Ming-flash-omni-Preview - Ant Group's open source fully modal large models

Latest AI Resources4mos agorelease AI Sharing Circle

28.8K 00

What is Ming-flash-omni-Preview?

Ming-flash-omni-Preview is an open source full-modal large model released by Ant Group inclusionAI, with a parameter scale of hundreds of billions, based on the sparse MoE architecture of Ling 2.0, with total parameters of 103B and activations of 9B. it excels in full-modal understanding and generation, especially in controlled image generation, streaming video understanding, speech and dialect In particular, it has significant advantages in controlled image generation, streaming video understanding, speech and dialect recognition, and timbre cloning. The first "generative segmentation paradigm" realizes fine-grained spatial semantic control and highly controllable image generation; it can understand streaming video at a fine-grained level and provide explanations in real time; and in the field of speech, it supports context-aware speech comprehension and dialect recognition, and its comprehension ability of 15 Chinese dialects has been greatly improved, and its ability of timbre cloning has been significantly enhanced. The training architecture of the model is efficient, and the training throughput is improved by several optimizations.

Features of Ming-flash-omni-Preview

Full modal capability: Supports multiple modal inputs and outputs, including image, text, video and audio, with powerful multimodal comprehension and generation capabilities.
Controlled image generationThe first "generative segmentation paradigm" realizes fine-grained spatial semantic control and significantly improves the controllability of image generation and editing.
Streaming Video Understanding: enables fine-grained understanding of streaming video, provides descriptions of relevant objects and interactions in real time, and supports continuous dialog based on realistic scenarios.
Phonetics and dialect understanding: Supports context-aware speech understanding (ContextASR) and dialect recognition, with greatly enhanced comprehension of 15 Chinese dialects.
tone cloning: Upgraded speech generation capability, able to effectively clone the timbre of the original dialog into the newly generated dialog, with stable mixed Chinese and English pronunciation.
Efficient Training FrameworkBased on the sparse MoE architecture, the training throughput is improved through several optimizations to achieve "large capacity and small activation" for each mode.
Open Source and Community Support: The model and code are open source and resources can be found on GitHub, HuggingFace and ModelScope for developers to try out and give feedback.
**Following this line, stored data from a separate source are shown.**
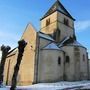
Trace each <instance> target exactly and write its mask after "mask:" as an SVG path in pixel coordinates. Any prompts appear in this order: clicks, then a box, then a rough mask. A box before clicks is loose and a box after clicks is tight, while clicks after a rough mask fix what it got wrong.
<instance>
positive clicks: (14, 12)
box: [0, 0, 90, 56]
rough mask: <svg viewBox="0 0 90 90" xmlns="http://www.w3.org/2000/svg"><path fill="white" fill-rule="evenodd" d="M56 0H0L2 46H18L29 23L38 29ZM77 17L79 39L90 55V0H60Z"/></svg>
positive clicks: (1, 42)
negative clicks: (86, 47)
mask: <svg viewBox="0 0 90 90" xmlns="http://www.w3.org/2000/svg"><path fill="white" fill-rule="evenodd" d="M55 1H56V0H0V46H1V45H2V44H4V45H9V46H11V47H12V48H14V47H16V46H17V41H18V40H19V39H20V37H21V36H22V34H23V32H24V30H25V27H26V26H27V24H28V23H32V24H33V26H34V27H35V28H36V30H37V31H39V29H40V18H41V17H42V16H43V15H44V14H45V13H46V12H47V10H48V9H49V8H50V7H51V6H52V4H53V3H54V2H55ZM60 1H61V3H62V4H63V5H64V7H65V8H66V9H67V10H68V11H69V12H70V14H71V15H72V16H73V17H74V18H75V19H76V21H75V32H76V36H77V40H78V41H79V42H80V43H81V44H82V45H84V46H85V47H87V49H88V52H89V56H90V30H89V28H90V0H60Z"/></svg>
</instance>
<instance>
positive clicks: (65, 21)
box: [64, 18, 69, 26]
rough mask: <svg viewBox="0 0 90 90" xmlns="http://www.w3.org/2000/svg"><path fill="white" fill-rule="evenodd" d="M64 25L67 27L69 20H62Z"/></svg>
mask: <svg viewBox="0 0 90 90" xmlns="http://www.w3.org/2000/svg"><path fill="white" fill-rule="evenodd" d="M64 24H65V25H67V26H69V20H68V19H66V18H64Z"/></svg>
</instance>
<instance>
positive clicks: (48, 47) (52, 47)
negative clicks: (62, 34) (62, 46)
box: [43, 43, 60, 50]
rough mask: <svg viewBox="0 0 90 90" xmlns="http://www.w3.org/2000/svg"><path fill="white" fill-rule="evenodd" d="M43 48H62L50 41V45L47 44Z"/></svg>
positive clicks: (57, 48) (47, 48)
mask: <svg viewBox="0 0 90 90" xmlns="http://www.w3.org/2000/svg"><path fill="white" fill-rule="evenodd" d="M43 49H59V50H60V48H59V47H58V46H57V45H56V44H55V43H50V44H49V45H47V46H46V47H44V48H43Z"/></svg>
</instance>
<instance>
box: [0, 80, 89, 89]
mask: <svg viewBox="0 0 90 90" xmlns="http://www.w3.org/2000/svg"><path fill="white" fill-rule="evenodd" d="M9 88H10V87H9V86H7V87H6V88H1V89H0V90H9ZM75 89H79V90H80V89H81V90H90V81H78V82H65V81H64V82H63V81H61V82H57V83H39V84H35V85H30V86H17V90H75Z"/></svg>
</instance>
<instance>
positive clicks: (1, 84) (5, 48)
mask: <svg viewBox="0 0 90 90" xmlns="http://www.w3.org/2000/svg"><path fill="white" fill-rule="evenodd" d="M10 49H11V48H10V47H9V46H4V45H2V46H1V51H2V58H1V63H0V87H1V86H2V84H3V73H4V66H5V61H6V57H7V54H8V51H9V50H10Z"/></svg>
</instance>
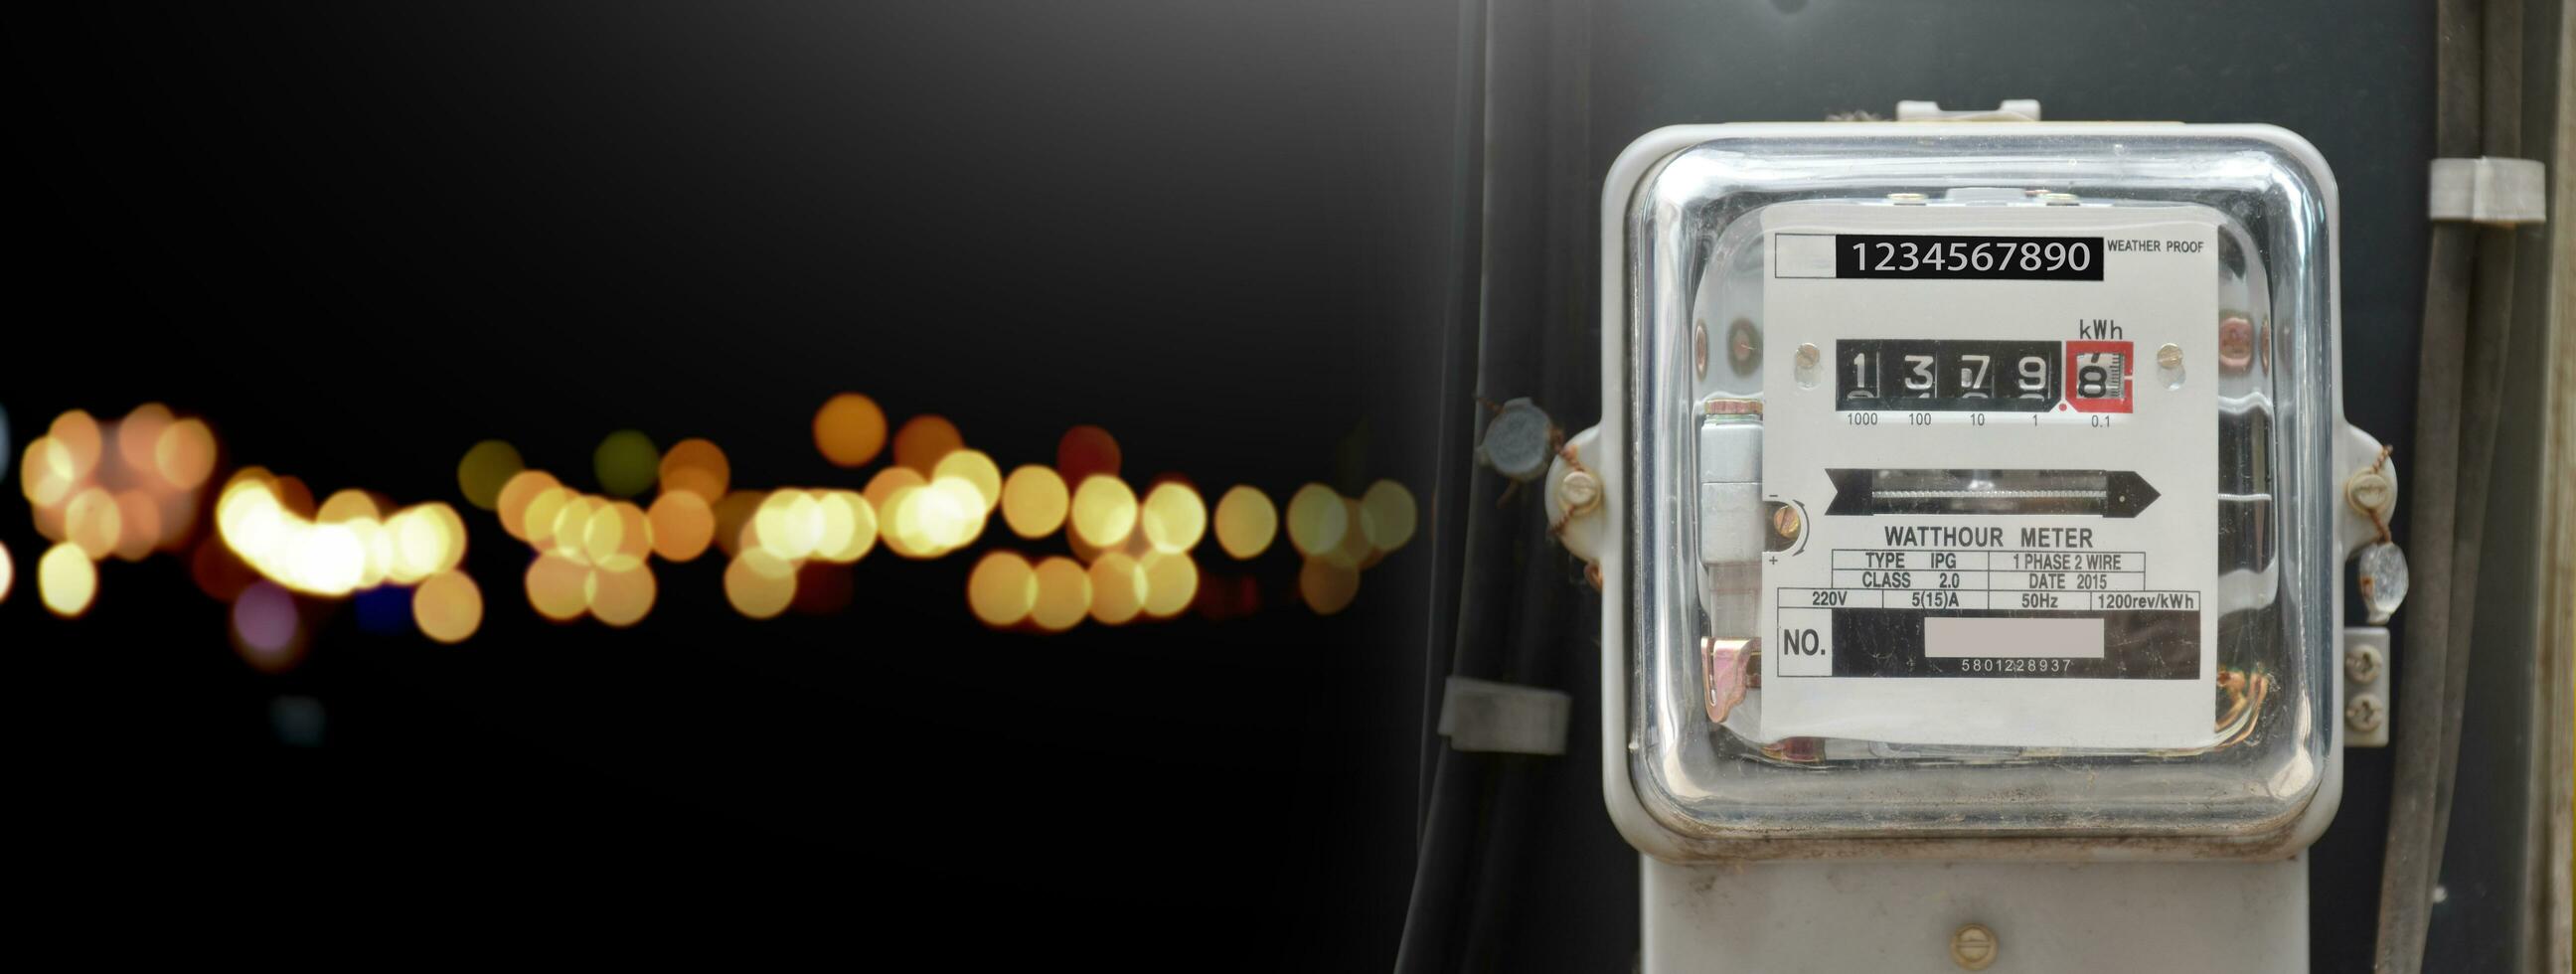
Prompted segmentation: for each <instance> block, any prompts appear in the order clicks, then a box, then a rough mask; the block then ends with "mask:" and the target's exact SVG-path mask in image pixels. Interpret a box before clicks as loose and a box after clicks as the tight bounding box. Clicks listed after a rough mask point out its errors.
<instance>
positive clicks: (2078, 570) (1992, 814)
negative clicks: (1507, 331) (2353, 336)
mask: <svg viewBox="0 0 2576 974" xmlns="http://www.w3.org/2000/svg"><path fill="white" fill-rule="evenodd" d="M2334 209H2336V204H2334V178H2331V173H2329V170H2326V162H2324V160H2321V157H2318V152H2316V149H2313V147H2308V142H2303V139H2300V137H2295V134H2290V131H2282V129H2272V126H2184V124H1731V126H1680V129H1662V131H1654V134H1649V137H1643V139H1638V142H1636V144H1633V147H1631V149H1628V152H1625V155H1620V160H1618V162H1615V165H1613V170H1610V180H1607V186H1605V196H1602V240H1605V247H1602V260H1605V263H1602V335H1605V340H1602V343H1605V356H1602V387H1605V410H1602V415H1605V420H1602V430H1600V441H1597V446H1595V454H1592V456H1587V464H1589V466H1592V469H1600V472H1605V479H1607V484H1610V490H1607V492H1605V508H1607V510H1605V523H1607V539H1605V546H1602V557H1600V567H1602V590H1605V598H1607V603H1605V611H1602V685H1605V727H1602V729H1605V734H1602V740H1605V796H1607V804H1610V812H1613V819H1615V822H1618V825H1620V830H1623V832H1625V835H1628V840H1631V843H1633V845H1638V848H1641V850H1646V853H1654V855H1659V858H1667V861H1710V858H1814V855H1899V858H1914V855H1922V858H1968V855H1978V858H1996V855H2007V858H2009V855H2020V858H2208V855H2228V858H2282V855H2290V853H2295V850H2300V848H2306V843H2308V840H2313V837H2316V835H2318V832H2321V830H2324V825H2326V819H2331V814H2334V804H2336V796H2339V776H2342V742H2339V740H2336V727H2339V721H2336V719H2334V716H2336V711H2339V706H2342V701H2339V693H2342V688H2339V680H2334V673H2336V667H2334V652H2336V634H2339V621H2342V577H2339V564H2342V551H2344V546H2342V541H2339V531H2344V528H2342V526H2344V518H2339V487H2336V482H2339V472H2342V469H2344V466H2349V461H2352V456H2349V454H2354V451H2357V446H2354V443H2357V441H2367V438H2354V433H2352V430H2349V425H2347V423H2344V420H2342V399H2339V392H2336V353H2334V340H2336V263H2334Z"/></svg>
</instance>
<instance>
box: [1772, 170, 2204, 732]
mask: <svg viewBox="0 0 2576 974" xmlns="http://www.w3.org/2000/svg"><path fill="white" fill-rule="evenodd" d="M1762 229H1765V237H1767V240H1765V271H1767V273H1765V296H1762V304H1765V320H1767V325H1765V332H1767V338H1765V350H1762V353H1765V361H1762V376H1765V394H1762V399H1765V417H1762V492H1765V500H1770V502H1780V505H1788V508H1795V510H1798V518H1801V523H1803V531H1801V533H1798V539H1795V541H1793V544H1790V549H1785V551H1772V554H1765V564H1762V634H1765V639H1762V711H1759V714H1762V716H1759V721H1762V737H1765V740H1783V737H1850V740H1875V742H1899V745H1996V747H2123V750H2128V747H2136V750H2159V747H2197V745H2208V742H2210V740H2213V737H2215V727H2213V724H2215V703H2213V701H2215V673H2218V654H2215V647H2218V606H2215V600H2213V595H2215V585H2218V392H2215V389H2218V376H2215V371H2218V368H2215V335H2218V216H2215V214H2213V211H2208V209H2200V206H1878V204H1857V206H1855V204H1780V206H1772V209H1765V211H1762Z"/></svg>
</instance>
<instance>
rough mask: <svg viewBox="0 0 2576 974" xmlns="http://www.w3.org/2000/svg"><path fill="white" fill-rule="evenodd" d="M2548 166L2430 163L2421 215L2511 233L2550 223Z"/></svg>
mask: <svg viewBox="0 0 2576 974" xmlns="http://www.w3.org/2000/svg"><path fill="white" fill-rule="evenodd" d="M2548 183H2550V175H2548V165H2540V160H2504V157H2494V155H2481V157H2476V160H2432V188H2429V193H2427V201H2424V209H2427V211H2429V214H2432V219H2465V222H2473V224H2494V227H2514V224H2540V222H2548V214H2550V204H2548Z"/></svg>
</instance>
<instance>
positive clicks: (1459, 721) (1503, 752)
mask: <svg viewBox="0 0 2576 974" xmlns="http://www.w3.org/2000/svg"><path fill="white" fill-rule="evenodd" d="M1571 714H1574V698H1571V696H1566V693H1564V691H1548V688H1535V685H1515V683H1494V680H1476V678H1458V675H1453V678H1448V688H1445V693H1443V696H1440V737H1448V740H1450V747H1455V750H1481V752H1502V755H1564V752H1566V727H1569V724H1571Z"/></svg>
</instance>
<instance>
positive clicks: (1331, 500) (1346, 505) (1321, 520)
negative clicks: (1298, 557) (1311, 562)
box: [1288, 484, 1355, 557]
mask: <svg viewBox="0 0 2576 974" xmlns="http://www.w3.org/2000/svg"><path fill="white" fill-rule="evenodd" d="M1352 528H1355V526H1352V523H1350V505H1345V502H1342V495H1334V492H1332V487H1324V484H1306V487H1298V490H1296V495H1293V497H1288V544H1291V546H1296V551H1298V554H1303V557H1316V554H1324V551H1332V549H1337V546H1342V539H1345V536H1347V533H1350V531H1352Z"/></svg>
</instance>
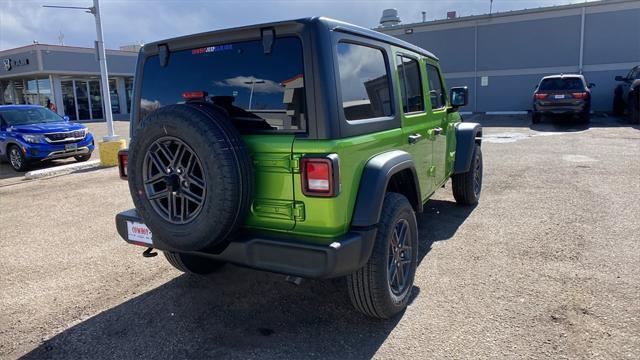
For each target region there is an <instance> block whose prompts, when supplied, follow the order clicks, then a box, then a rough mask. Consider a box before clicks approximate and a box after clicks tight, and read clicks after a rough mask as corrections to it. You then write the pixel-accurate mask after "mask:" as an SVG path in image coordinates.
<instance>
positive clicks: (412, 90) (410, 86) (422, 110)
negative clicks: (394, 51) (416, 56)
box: [397, 55, 424, 113]
mask: <svg viewBox="0 0 640 360" xmlns="http://www.w3.org/2000/svg"><path fill="white" fill-rule="evenodd" d="M397 62H398V76H399V77H400V92H401V97H402V111H404V112H405V113H409V112H415V111H424V100H423V97H422V82H421V81H420V63H418V61H416V60H414V59H410V58H406V57H404V56H400V55H398V56H397Z"/></svg>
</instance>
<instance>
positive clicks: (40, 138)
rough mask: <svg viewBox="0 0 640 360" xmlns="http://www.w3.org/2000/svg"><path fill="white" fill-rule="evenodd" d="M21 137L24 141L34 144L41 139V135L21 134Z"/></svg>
mask: <svg viewBox="0 0 640 360" xmlns="http://www.w3.org/2000/svg"><path fill="white" fill-rule="evenodd" d="M22 138H23V139H24V141H26V142H28V143H32V144H35V143H39V142H40V141H42V138H43V136H42V135H22Z"/></svg>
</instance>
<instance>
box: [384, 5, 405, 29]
mask: <svg viewBox="0 0 640 360" xmlns="http://www.w3.org/2000/svg"><path fill="white" fill-rule="evenodd" d="M398 24H400V18H399V17H398V10H397V9H385V10H382V17H381V18H380V25H382V26H384V27H386V26H393V25H398Z"/></svg>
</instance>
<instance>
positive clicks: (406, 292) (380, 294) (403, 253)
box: [347, 192, 418, 319]
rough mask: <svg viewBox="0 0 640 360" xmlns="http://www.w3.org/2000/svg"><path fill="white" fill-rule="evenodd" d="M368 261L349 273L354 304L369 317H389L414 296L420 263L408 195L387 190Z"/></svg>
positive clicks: (352, 298) (349, 281) (349, 292)
mask: <svg viewBox="0 0 640 360" xmlns="http://www.w3.org/2000/svg"><path fill="white" fill-rule="evenodd" d="M377 228H378V229H377V230H378V231H377V235H376V239H375V243H374V245H373V251H372V253H371V257H370V258H369V261H367V263H366V264H365V265H364V266H363V267H362V268H360V269H359V270H357V271H356V272H354V273H353V274H350V275H349V276H347V288H348V291H349V298H350V299H351V303H352V304H353V306H354V307H355V308H356V309H357V310H358V311H360V312H362V313H364V314H365V315H368V316H370V317H374V318H379V319H389V318H391V317H393V316H394V315H396V314H398V313H400V312H401V311H403V310H404V309H405V308H406V307H407V304H409V300H410V297H411V292H412V289H413V280H414V277H415V273H416V267H417V265H418V225H417V222H416V217H415V214H414V212H413V208H412V207H411V204H410V203H409V200H407V198H406V197H404V196H403V195H400V194H398V193H392V192H390V193H387V194H386V195H385V198H384V203H383V205H382V213H381V215H380V222H379V223H378V226H377Z"/></svg>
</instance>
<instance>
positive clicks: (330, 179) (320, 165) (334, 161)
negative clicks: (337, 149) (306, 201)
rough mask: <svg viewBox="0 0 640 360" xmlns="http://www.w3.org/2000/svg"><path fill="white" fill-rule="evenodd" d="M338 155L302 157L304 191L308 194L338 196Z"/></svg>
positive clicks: (306, 194) (302, 167)
mask: <svg viewBox="0 0 640 360" xmlns="http://www.w3.org/2000/svg"><path fill="white" fill-rule="evenodd" d="M339 167H340V166H339V162H338V155H336V154H331V155H328V156H326V157H303V158H302V159H300V170H301V179H302V193H303V194H305V195H307V196H326V197H329V196H336V195H338V193H339V192H340V177H339Z"/></svg>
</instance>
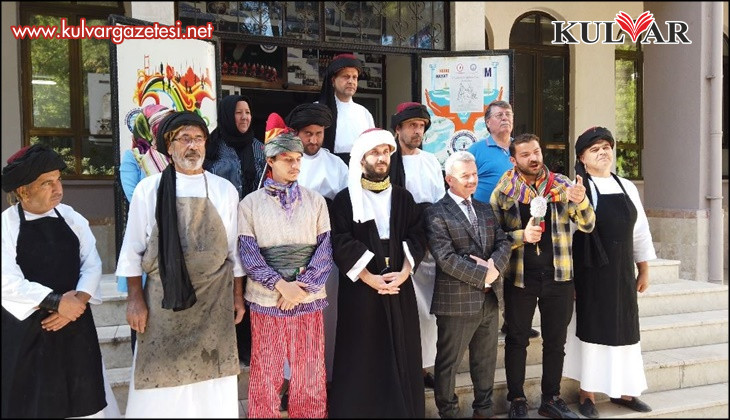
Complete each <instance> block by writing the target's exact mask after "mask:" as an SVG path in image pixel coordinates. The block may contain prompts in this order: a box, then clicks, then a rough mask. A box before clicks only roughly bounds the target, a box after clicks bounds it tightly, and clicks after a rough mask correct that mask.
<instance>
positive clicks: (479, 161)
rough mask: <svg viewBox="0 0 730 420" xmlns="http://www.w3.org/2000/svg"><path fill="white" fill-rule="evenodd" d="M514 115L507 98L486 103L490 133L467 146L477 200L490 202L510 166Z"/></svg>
mask: <svg viewBox="0 0 730 420" xmlns="http://www.w3.org/2000/svg"><path fill="white" fill-rule="evenodd" d="M514 118H515V115H514V112H513V111H512V105H510V103H509V102H507V101H501V100H496V101H492V102H491V103H490V104H489V105H487V110H486V111H485V112H484V125H486V126H487V132H488V133H489V135H488V136H487V138H485V139H484V140H481V141H478V142H476V143H474V144H472V145H471V146H470V147H469V153H471V154H472V155H474V159H475V160H476V163H477V171H478V173H479V185H478V186H477V190H476V192H475V193H474V199H475V200H477V201H481V202H482V203H489V198H490V197H491V196H492V191H494V187H495V186H496V185H497V181H499V178H501V177H502V174H504V173H505V172H507V171H508V170H510V169H512V162H511V161H510V159H509V156H510V155H509V145H510V143H512V128H513V124H514ZM503 315H504V313H503ZM502 322H503V323H502V332H503V333H505V334H507V322H506V321H504V320H503V321H502ZM539 336H540V332H539V331H537V330H535V329H533V328H530V338H536V337H539Z"/></svg>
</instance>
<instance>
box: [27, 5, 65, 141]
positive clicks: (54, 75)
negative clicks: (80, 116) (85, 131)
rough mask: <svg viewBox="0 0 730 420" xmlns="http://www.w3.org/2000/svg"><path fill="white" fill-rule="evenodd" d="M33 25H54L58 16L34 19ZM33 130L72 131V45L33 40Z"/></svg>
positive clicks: (61, 42) (29, 23)
mask: <svg viewBox="0 0 730 420" xmlns="http://www.w3.org/2000/svg"><path fill="white" fill-rule="evenodd" d="M29 24H30V25H43V26H50V25H55V26H57V27H60V25H61V19H60V18H59V17H55V16H33V17H31V19H30V22H29ZM29 42H30V62H31V64H30V65H31V70H30V71H31V88H32V95H33V116H32V118H33V122H32V125H33V127H48V128H69V127H71V94H70V92H71V91H70V87H69V73H70V71H69V58H68V57H69V41H68V40H62V39H44V38H40V37H39V38H37V39H33V40H30V41H29Z"/></svg>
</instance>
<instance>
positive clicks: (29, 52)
mask: <svg viewBox="0 0 730 420" xmlns="http://www.w3.org/2000/svg"><path fill="white" fill-rule="evenodd" d="M110 14H124V6H123V4H122V2H117V6H116V7H115V6H97V5H89V4H77V2H71V3H70V4H60V3H56V2H53V3H49V2H20V3H19V7H18V24H19V25H28V24H30V19H31V17H32V16H36V15H41V16H52V17H58V18H63V17H65V18H66V19H67V21H68V24H69V25H78V24H79V19H80V18H82V17H83V18H86V19H87V20H90V19H100V20H106V19H107V18H108V16H109V15H110ZM39 39H40V38H39ZM39 39H37V40H39ZM37 40H36V41H37ZM67 41H68V64H69V96H70V97H69V112H70V127H69V128H54V127H35V126H34V124H33V87H32V85H31V80H32V76H33V75H32V69H31V46H30V40H29V39H27V38H25V39H22V40H20V66H21V76H20V80H21V92H20V94H21V106H22V109H21V118H22V123H21V131H22V137H23V138H22V143H23V146H27V145H29V144H30V141H31V138H32V137H35V136H39V137H43V136H59V137H60V136H62V137H69V138H71V139H72V143H71V144H72V150H73V155H74V163H75V165H74V166H75V167H74V168H73V169H72V171H71V170H67V171H65V172H64V174H63V175H64V178H66V179H82V180H84V179H86V180H88V179H105V180H112V179H114V175H84V174H82V173H80V172H81V171H82V169H83V168H82V158H83V155H82V153H83V152H82V150H83V145H84V143H83V142H84V139H88V138H89V137H90V136H91V132H90V130H89V127H86V126H85V125H86V124H85V115H84V93H83V91H82V90H83V85H84V83H83V77H84V76H85V75H84V74H83V73H82V71H81V68H82V63H81V60H82V51H81V40H80V39H69V40H67Z"/></svg>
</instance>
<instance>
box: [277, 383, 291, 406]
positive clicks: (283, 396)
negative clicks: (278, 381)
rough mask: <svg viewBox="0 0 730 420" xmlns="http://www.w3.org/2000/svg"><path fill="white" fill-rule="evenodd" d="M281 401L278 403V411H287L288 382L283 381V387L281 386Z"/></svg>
mask: <svg viewBox="0 0 730 420" xmlns="http://www.w3.org/2000/svg"><path fill="white" fill-rule="evenodd" d="M281 388H282V391H283V392H282V394H281V401H280V402H279V411H286V410H288V409H289V381H288V380H286V379H284V385H282V387H281Z"/></svg>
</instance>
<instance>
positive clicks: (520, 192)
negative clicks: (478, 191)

Core Benefits of Ming-flash-omni-Preview

100 billion parameter size: As the first open-source full-modal large model with a parameter scale of hundreds of billions, it has powerful computational capabilities and rich semantic understanding.
Sparse MoE ArchitectureThe sparse MoE architecture based on Ling 2.0 realizes "large capacity, small activation", which improves the performance and flexibility of the model while maintaining high computational efficiency.
Multimodal Leadership Performance: Achieve the leading level of open-source full-modal models in multiple modal tasks such as image generation, video understanding, and speech recognition, and especially excel in controlled image generation and dialect recognition.
Innovative Generative Segmentation ParadigmA collaborative training paradigm of "generative segmentation-as-editing" is proposed to reconstruct image segmentation as a semantics-preserving editing task, which significantly improves the controllability of image generation and editing quality.
Efficient training and optimization: The problem of data heterogeneity and model heterogeneity in multimodal training is solved by techniques such as sequence packing and elastic encoder slicing, which dramatically improve the training throughput.

What is Ming-flash-omni-Preview's official website?

GitHub repository: https://github.com/inclusionAI/Ming
HuggingFace Model Library: https://huggingface.co/inclusionAI/Ming-flash-omni-Preview

Ming-flash-omni-Preview's Applicable Crowd

Artificial intelligence researchers: Dedicated to multimodal research, the model can be used to explore new methods and application scenarios for multimodal fusion of image, video, and speech.
development engineer: Those who wish to integrate multimodal functions in their projects, such as developing applications for intelligent video analysis, voice interaction, image generation, etc., can quickly realize them with its powerful multimodal capabilities.
data scientist: Required to process and analyze multimodal data, it can be used for data preprocessing, feature extraction, etc., to improve the efficiency and quality of data processing.
Product Designer: Focusing on user experience and product innovation, it can utilize its multimodal generation capabilities to design more creative and interactive product features.
educator: It can be applied in the field of education, such as the development of intelligent educational software to enhance teaching effectiveness and interactivity through voice recognition, image generation and other functions.
content creator: such as video producers, designers, writers, etc., can utilize its generative capabilities to quickly generate creative content and improve creative efficiency.